Malchanceux commercialement parlant, les "Pretty Things" se séparent une première fois en 1971. Ils se reforment sur l'insistance de leur nouveau manager Bill Shepherd et signent chez Warner. L'album Freeway Madness sort en 1972. Grand admirateur du groupe, David Bowie lui rend hommage en reprenant les deux premiers succès des Pretty Things, Rosalyn et Don't Bring Me Down, sur son album de reprises Pin Ups.

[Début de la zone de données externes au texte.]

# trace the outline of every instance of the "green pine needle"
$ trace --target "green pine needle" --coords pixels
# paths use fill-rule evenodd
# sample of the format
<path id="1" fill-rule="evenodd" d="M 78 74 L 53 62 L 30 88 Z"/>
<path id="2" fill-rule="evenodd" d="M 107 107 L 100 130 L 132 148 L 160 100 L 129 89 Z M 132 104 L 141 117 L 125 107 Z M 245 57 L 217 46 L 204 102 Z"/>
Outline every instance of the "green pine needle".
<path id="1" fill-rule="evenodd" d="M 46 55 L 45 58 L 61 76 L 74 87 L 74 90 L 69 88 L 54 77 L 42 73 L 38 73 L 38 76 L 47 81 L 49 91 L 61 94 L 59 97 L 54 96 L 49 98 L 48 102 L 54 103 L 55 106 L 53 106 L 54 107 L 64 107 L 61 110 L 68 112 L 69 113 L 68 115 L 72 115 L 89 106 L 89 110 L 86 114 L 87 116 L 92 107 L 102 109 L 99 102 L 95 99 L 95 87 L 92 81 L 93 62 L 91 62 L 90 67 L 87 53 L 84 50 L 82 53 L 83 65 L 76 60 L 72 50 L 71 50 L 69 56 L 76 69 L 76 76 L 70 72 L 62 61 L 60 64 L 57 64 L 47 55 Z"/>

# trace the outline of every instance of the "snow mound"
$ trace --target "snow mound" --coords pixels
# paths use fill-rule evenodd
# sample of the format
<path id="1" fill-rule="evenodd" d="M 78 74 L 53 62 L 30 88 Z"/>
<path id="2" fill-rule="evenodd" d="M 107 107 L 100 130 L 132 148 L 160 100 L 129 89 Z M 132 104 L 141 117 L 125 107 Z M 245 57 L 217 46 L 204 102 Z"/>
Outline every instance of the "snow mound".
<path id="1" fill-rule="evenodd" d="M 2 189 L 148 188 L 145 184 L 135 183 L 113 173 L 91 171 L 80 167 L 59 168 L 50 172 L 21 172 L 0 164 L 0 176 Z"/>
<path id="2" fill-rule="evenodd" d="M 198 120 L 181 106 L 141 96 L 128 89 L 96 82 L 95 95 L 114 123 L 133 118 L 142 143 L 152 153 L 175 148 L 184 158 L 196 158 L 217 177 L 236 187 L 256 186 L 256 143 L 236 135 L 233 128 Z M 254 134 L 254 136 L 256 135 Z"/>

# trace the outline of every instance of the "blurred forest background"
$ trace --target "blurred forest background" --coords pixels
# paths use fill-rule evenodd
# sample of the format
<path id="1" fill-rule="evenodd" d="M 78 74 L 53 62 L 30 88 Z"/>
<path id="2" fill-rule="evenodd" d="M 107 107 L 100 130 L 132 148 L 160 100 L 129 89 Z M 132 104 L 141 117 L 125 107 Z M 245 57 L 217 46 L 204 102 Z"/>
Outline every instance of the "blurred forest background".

En 1974, The Pretty Things signe sous le label Swan Song, fondé par Led Zeppelin, avec le manager Peter Grant. La nouvelle formation, composée de May, Povey, Alan, Tolson, Gordon Edwards et Jack Green, enregistre deux albums, Silk Torpedo en 1974 et Savage Eye en 1975, qui se classent moyennement. Le groupe se sépare à nouveau.

Reformé en 1978, The Pretty Things enregistre en 1980 Cross Talk, un album fortement influencé par les musiques Punk et New Wave, sans aucun enthousiasme de la part du public.

Toujours pas découragé, The Pretty Things continue à se produire en concert. Avec des musiciens toujours prêts à les soutenir, Phil May et Dick Taylor peuvent sortir les albums Live at the Heartbreak Hotel (1984) et Out of the Island (1988).

Phil May et Dick Taylor s'embarquent en 1990 dans une grande tournée européenne pour mettre en valeur les chansons de leurs débuts. Ils enregistrent deux albums avec l'ancien batteur des Yardbirds, Jim McCarty, sous le nom de « The Pretty Things / Yardbirds Blues Band », ainsi qu'un album hommage au garage rock, A Whiter Shade of Dirty Water, avec Matthew Fisher de Procol Harum, sous le nom de « The Pretty Things 'n Mates ».

The Pretty Things, accompagné du guitariste Frank Holland, enregistre en 1998 une version live de S.F. Sorrow, avec les participations, et non des moindres, d'Arthur Brown et de David Gilmour, vieil ami du groupe. L'album Rage Before Beauty, en préparation depuis 1980, sort finalement en 1999. L'album suivant, Balboa Island, sort lui en 2007. Le groupe persiste à donner des concerts en Europe et aux États-Unis pour notre plus grand plaisir tant le groupe est talentueux malgré sa mauvaise "fortune" inexplicable, curieuse.


Les "Pretty Things" étaient réputés pour les fêtes anticonformistes et des plus délirantes qu'ils organisaient dans leur résidence londonienne, au 13 Chester Street, située juste à l'arrière des jardins de Buckingham Palace. Brian Jones y a également vécu pendant un certain temps. "13 Chester Street" est aussi une chanson interprétée par les Pretty Things et imprimée sur leur premier album éponyme sorti en 1965.